Guedes quer OCDE e recebe cobranças

Marina Barbosa

14/07/2020

 

 

Ministro reafirma intenção de entrar para a organização, que reúne os países mais desenvolvidos. Secretário-geral da entidade diz que América Latina e Brasil têm de proteger trabalhadores informais e preservar o meio ambiente

Ingressar na Organização para a Cooperação e Desenvolvimento Econômico (OCDE) continua entre as prioridades do governo brasileiro. O ministro da Economia, Paulo Guedes, ao participar de reunião ministerial da entidade, ontem, ressaltou que o país está enfrentando a crise da covid-19, mas também está pronto para prosseguir com as reformas estruturais e a integração econômica com outros países. Guedes, porém, ouviu cobranças. Para a OCDE, o Brasil e as nações da América Latina e do Caribe têm o desafio de, além dos cuidados com a pandemia, assegurar a proteção dos trabalhadores informais e preservar o meio ambiente.

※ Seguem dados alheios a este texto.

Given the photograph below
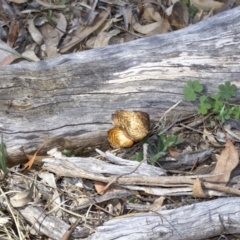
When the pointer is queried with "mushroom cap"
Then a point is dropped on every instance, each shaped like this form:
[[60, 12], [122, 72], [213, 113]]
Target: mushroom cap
[[135, 124], [118, 139]]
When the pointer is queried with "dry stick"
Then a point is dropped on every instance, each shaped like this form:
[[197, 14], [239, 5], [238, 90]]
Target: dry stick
[[221, 188], [68, 233], [10, 209], [145, 146]]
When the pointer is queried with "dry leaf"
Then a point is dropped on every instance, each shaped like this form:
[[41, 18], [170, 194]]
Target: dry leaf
[[227, 161], [36, 35], [29, 164], [173, 152], [103, 38], [163, 28], [82, 34], [22, 198], [179, 17], [18, 1], [13, 32], [151, 14], [145, 29], [208, 136], [31, 55], [206, 5], [99, 186], [157, 204], [197, 189], [8, 60]]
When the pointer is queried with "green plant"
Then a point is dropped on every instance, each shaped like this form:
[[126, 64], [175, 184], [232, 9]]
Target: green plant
[[3, 162], [217, 103], [159, 148]]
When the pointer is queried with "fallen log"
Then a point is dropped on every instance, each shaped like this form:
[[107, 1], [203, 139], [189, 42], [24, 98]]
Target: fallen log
[[196, 221], [73, 96]]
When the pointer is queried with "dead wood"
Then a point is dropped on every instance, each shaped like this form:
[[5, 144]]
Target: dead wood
[[132, 175], [49, 225], [197, 221], [73, 96]]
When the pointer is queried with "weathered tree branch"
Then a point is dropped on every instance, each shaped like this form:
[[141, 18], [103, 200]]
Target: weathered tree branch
[[73, 96], [197, 221]]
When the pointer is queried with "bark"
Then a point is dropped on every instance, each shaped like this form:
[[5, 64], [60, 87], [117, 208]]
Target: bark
[[197, 221], [73, 96]]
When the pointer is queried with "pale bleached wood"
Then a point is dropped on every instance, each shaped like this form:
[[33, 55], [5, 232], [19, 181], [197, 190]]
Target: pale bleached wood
[[49, 225], [197, 221], [133, 176], [74, 95]]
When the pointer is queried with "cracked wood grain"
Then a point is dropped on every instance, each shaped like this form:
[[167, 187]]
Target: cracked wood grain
[[74, 95]]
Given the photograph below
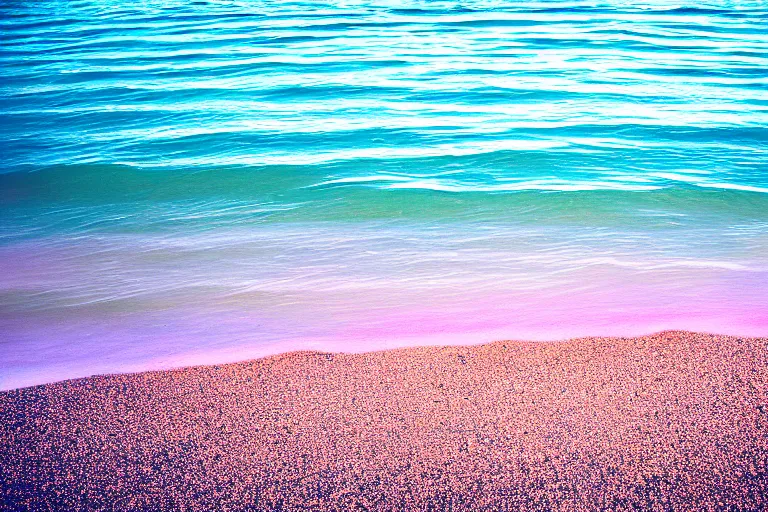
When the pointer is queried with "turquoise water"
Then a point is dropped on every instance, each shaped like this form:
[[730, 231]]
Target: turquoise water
[[186, 183]]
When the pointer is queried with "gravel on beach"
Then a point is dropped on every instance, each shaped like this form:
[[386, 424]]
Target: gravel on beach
[[671, 421]]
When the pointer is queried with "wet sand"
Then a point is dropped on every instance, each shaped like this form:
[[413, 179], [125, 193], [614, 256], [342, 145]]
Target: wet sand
[[670, 421]]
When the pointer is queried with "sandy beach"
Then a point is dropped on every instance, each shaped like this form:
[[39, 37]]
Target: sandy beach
[[672, 421]]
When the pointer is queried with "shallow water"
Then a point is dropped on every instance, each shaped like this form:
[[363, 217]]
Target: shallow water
[[197, 183]]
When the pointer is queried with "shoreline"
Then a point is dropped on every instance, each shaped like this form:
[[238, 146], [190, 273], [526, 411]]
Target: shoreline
[[673, 420]]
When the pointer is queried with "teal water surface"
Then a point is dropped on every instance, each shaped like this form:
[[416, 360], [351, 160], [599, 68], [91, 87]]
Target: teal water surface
[[195, 182]]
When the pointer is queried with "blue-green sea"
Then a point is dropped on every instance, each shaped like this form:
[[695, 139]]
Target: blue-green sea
[[209, 181]]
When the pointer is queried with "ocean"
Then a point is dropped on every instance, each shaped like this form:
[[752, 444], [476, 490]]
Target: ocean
[[204, 182]]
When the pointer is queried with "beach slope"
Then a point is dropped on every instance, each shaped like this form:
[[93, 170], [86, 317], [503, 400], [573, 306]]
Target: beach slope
[[674, 420]]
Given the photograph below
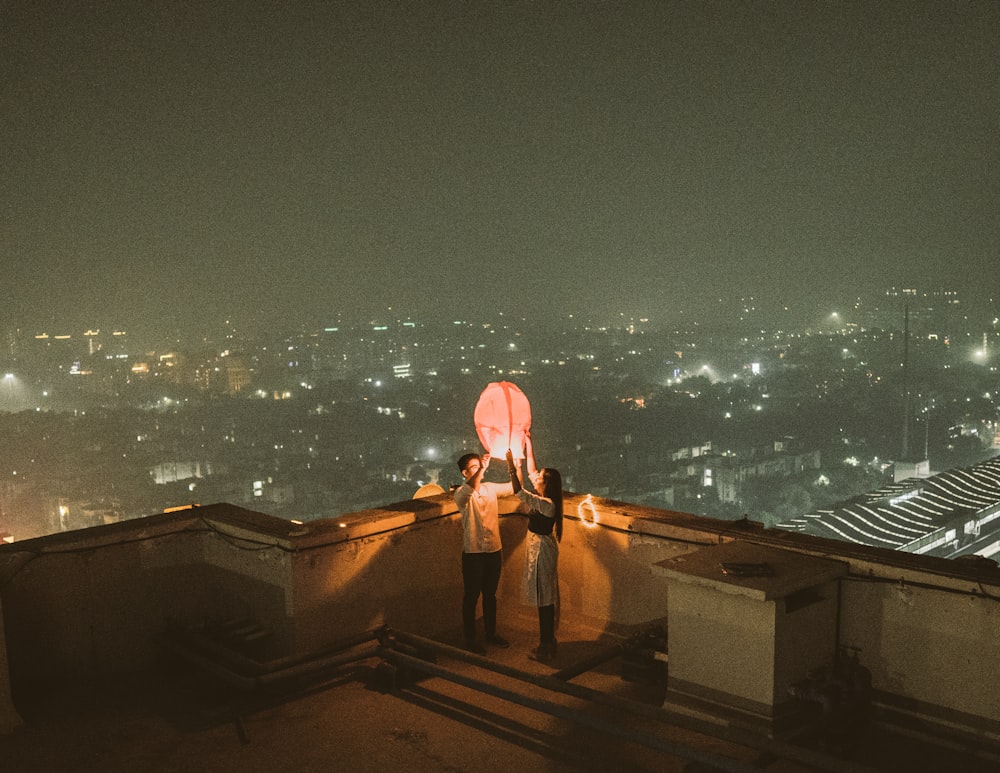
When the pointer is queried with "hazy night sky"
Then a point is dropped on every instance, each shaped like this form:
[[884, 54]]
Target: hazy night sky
[[183, 162]]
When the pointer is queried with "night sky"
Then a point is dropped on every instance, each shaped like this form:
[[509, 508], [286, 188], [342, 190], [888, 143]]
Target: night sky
[[178, 163]]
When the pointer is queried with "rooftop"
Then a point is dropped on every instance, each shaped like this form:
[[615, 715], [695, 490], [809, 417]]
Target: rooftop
[[221, 639]]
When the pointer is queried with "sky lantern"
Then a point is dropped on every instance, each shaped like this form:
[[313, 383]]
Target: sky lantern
[[503, 417]]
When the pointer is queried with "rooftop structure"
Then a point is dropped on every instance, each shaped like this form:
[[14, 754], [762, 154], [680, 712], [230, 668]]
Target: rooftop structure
[[951, 514], [217, 638]]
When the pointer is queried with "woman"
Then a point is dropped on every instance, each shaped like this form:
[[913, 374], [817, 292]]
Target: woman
[[541, 582]]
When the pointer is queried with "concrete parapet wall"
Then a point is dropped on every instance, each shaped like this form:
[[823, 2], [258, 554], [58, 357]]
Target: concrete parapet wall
[[93, 601]]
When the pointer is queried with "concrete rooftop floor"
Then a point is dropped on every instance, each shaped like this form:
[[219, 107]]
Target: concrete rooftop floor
[[178, 718]]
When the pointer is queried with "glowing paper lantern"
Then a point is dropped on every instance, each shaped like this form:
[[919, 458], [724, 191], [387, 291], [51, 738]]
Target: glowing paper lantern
[[502, 417]]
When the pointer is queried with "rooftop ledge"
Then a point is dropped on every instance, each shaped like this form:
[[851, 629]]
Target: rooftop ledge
[[78, 604]]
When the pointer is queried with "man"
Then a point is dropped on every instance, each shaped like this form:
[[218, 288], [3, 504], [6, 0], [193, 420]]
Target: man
[[481, 548]]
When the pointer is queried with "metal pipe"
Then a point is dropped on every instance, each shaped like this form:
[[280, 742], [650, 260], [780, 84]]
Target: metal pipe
[[250, 674], [587, 664]]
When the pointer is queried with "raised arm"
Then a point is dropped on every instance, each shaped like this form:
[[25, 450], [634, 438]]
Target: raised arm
[[529, 454], [515, 478]]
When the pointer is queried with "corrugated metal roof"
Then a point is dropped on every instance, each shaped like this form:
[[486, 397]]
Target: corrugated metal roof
[[935, 501]]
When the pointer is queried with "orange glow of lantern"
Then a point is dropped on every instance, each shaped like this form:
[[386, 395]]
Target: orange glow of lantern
[[503, 417]]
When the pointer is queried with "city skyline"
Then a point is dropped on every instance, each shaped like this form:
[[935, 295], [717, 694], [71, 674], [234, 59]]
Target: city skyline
[[288, 164]]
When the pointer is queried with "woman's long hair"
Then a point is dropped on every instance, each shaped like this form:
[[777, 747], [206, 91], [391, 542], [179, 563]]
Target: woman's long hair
[[552, 483]]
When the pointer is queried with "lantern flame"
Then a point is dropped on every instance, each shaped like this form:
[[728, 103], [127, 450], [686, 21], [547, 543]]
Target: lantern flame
[[587, 512], [503, 418]]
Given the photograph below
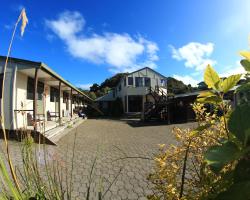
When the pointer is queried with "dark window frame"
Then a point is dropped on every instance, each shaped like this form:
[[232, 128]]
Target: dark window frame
[[54, 94], [1, 84], [147, 81], [138, 81], [30, 89], [131, 81], [65, 97], [125, 82]]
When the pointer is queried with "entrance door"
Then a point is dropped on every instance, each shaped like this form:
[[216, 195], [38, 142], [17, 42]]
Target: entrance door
[[135, 103]]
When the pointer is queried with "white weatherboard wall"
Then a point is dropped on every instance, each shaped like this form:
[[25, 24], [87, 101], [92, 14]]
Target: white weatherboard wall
[[155, 80]]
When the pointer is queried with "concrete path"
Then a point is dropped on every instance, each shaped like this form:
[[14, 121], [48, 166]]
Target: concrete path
[[111, 145], [111, 142]]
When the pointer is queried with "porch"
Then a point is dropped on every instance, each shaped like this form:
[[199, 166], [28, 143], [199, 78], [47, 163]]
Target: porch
[[43, 101]]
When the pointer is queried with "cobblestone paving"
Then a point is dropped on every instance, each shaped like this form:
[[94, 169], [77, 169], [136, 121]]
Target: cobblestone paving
[[113, 144]]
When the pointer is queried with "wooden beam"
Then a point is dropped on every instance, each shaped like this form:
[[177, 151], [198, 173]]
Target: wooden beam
[[71, 97], [35, 99], [59, 103]]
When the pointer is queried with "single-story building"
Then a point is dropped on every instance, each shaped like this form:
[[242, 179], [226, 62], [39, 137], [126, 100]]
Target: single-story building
[[36, 97]]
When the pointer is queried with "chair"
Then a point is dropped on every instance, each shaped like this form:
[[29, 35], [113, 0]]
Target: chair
[[51, 115]]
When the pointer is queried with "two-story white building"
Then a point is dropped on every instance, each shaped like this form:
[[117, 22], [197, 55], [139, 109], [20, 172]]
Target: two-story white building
[[134, 89]]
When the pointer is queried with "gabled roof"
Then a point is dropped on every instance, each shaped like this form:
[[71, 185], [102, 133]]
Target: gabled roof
[[148, 69]]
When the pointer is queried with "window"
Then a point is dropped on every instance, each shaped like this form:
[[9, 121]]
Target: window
[[30, 89], [147, 81], [40, 90], [125, 81], [130, 81], [65, 97], [54, 94], [138, 81], [1, 84], [163, 82]]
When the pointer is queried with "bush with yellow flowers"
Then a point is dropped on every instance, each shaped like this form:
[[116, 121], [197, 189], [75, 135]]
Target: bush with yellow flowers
[[207, 162]]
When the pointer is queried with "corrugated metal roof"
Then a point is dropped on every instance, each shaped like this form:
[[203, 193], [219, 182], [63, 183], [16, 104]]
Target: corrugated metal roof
[[107, 97]]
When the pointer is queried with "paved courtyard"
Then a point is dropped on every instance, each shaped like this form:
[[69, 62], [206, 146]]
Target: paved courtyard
[[116, 146]]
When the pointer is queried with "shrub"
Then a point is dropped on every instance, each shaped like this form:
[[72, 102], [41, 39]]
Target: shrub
[[213, 160]]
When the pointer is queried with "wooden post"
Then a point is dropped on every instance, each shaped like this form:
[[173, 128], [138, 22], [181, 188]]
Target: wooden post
[[71, 96], [35, 99], [59, 103]]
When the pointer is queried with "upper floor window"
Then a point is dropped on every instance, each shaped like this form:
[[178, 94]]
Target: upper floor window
[[40, 90], [138, 81], [147, 81], [163, 82], [65, 97], [1, 84], [125, 81], [54, 94], [130, 81], [30, 89]]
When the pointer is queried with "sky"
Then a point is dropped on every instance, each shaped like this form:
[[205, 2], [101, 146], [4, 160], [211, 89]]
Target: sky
[[87, 41]]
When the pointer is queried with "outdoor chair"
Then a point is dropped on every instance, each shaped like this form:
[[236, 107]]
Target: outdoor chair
[[30, 120], [51, 115]]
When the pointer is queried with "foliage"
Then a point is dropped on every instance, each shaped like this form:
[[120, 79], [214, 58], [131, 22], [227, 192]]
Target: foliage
[[213, 160]]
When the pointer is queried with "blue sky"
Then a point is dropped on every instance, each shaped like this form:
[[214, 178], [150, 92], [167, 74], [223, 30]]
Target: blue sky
[[88, 41]]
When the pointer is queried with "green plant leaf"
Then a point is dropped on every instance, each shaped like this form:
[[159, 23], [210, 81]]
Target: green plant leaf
[[246, 64], [238, 191], [211, 99], [244, 88], [230, 82], [199, 129], [245, 54], [206, 94], [239, 123], [211, 77], [242, 171], [218, 156]]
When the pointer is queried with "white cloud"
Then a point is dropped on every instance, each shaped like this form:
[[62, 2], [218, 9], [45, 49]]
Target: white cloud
[[238, 69], [195, 55], [120, 51], [85, 86], [186, 79]]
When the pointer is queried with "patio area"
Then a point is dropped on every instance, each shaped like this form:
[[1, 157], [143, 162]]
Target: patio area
[[113, 144]]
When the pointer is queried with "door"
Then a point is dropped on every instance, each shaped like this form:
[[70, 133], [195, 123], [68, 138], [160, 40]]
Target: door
[[135, 103]]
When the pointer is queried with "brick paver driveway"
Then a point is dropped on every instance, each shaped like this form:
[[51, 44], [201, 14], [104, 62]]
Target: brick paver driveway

Guedes discursou por meia hora na reunião. Ele disse que o governo brasileiro não sabe até quando vai a pandemia, alegando que a decisão sobre as medidas de distanciamento social foi “descentralizada” para estados e municípios. Mas garantiu que o Executivo não deixou faltar recursos para a saúde, tanto que o deficit público nominal chegará a 16,6% do PIB neste ano. Disse ainda que o governo prepara a “volta segura ao trabalho”, com programas de crédito para empresas, amparo financeiro aos mais vulneráveis e uma “rampa de ascensão social” para os 40 milhões de trabalhadores informais que hoje vivem do auxílio emergencial.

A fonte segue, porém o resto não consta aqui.